His fourth top-flight goal this season – the most regal of volleys, fittingly witnessed from the executive boxes by Prince William – set up Blackpool's first win over Wolves in 42 years. No wonder the stag-do revellers were reaching for the bunting because when Varney scores, it's party time at the seaside.
So far his appearances on the scoresheet have translated into 10 points for everybody's second favourite team, astounding value from a player rescued from Pride Park stiffs. While Varney's stock is rising rapidly, however, fortunately for Blackpool the same cannot be said of his price tag. Fingers burnt by experiences with previous loanees DJ Campbell and Stephen Dobbie, the Bloomfield Road club's then chairman Karl Oyston insisted on a cut-price clause in this deal. "We are going to sign him in January. He can't go anywhere else and we get him for £250,000. They can't change that, there's nothing they can do about it. Unlucky," beamed the manager Ian Holloway.

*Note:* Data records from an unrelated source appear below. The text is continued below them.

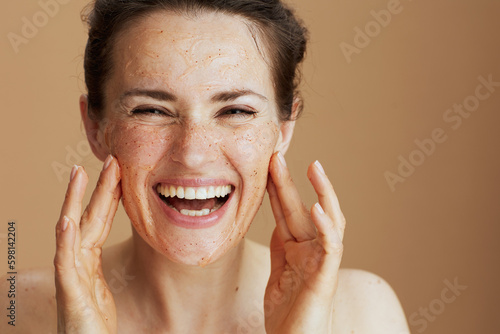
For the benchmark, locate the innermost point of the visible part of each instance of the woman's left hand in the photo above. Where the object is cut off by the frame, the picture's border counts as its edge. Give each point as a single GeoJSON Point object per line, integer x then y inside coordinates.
{"type": "Point", "coordinates": [306, 250]}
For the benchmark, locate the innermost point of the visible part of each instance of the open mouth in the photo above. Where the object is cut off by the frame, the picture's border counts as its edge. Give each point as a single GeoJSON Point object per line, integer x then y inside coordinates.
{"type": "Point", "coordinates": [194, 201]}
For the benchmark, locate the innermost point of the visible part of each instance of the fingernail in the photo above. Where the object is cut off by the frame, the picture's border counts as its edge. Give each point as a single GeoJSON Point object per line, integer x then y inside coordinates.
{"type": "Point", "coordinates": [65, 223]}
{"type": "Point", "coordinates": [282, 158]}
{"type": "Point", "coordinates": [108, 161]}
{"type": "Point", "coordinates": [319, 167]}
{"type": "Point", "coordinates": [320, 209]}
{"type": "Point", "coordinates": [73, 172]}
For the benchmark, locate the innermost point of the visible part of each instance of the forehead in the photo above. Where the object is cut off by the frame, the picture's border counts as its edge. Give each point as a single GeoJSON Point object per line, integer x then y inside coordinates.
{"type": "Point", "coordinates": [203, 52]}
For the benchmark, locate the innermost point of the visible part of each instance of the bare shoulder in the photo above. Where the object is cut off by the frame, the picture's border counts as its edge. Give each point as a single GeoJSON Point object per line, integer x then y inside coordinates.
{"type": "Point", "coordinates": [366, 303]}
{"type": "Point", "coordinates": [34, 301]}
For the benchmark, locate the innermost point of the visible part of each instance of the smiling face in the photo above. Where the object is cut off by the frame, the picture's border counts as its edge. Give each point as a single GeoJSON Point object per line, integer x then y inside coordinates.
{"type": "Point", "coordinates": [191, 118]}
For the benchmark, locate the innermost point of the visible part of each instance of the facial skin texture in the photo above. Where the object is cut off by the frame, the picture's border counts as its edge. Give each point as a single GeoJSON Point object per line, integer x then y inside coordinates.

Varney, relegated to League One with Sheffield Wednesday in May and uncertain of his future until the Crewe manager Dario Gradi recommended him to Holloway in August, would have to agree to a pay cut to extend his stay beyond its current kiss-me-quick status. However, he said: "I would be delighted if something could be done because I've never enjoyed my football so much. The togetherness here is nothing like I have ever seen before."
That bond revealed itself when, with the Wolves goalkeeper Marcus Hahnemann shaking his head having been beaten inside three minutes for the third match in a row, Varney bee-lined to embrace Holloway on the bench. His next appreciation of a colleague's position came a minute before the interval when he nodded down for Marlon Harewood to poke in the second.
Yet Blackpool were far from their fluent best and next-to-bottom Wolves rallied luckless. With the first-choice goalkeeper Matt Gilks hors de combat, the Ghanaian Richard Kingson excelled on his home debut to thwart half-a-dozen efforts– a touch on to the base of an upright from a Nenad Milijas's daisycutter and an instinctive block at the near-post to deny Sylvan Ebanks-Blake equal in quality – before Kevin Doyle got off the mark for the season with a header. "In the last two games if we'd had another 15 minutes we'd have been all right," said Hahnemann, after a ninth defeat in 11 games. "It's diabolical the way things are going, and it feels terrible to keep conceding so early on."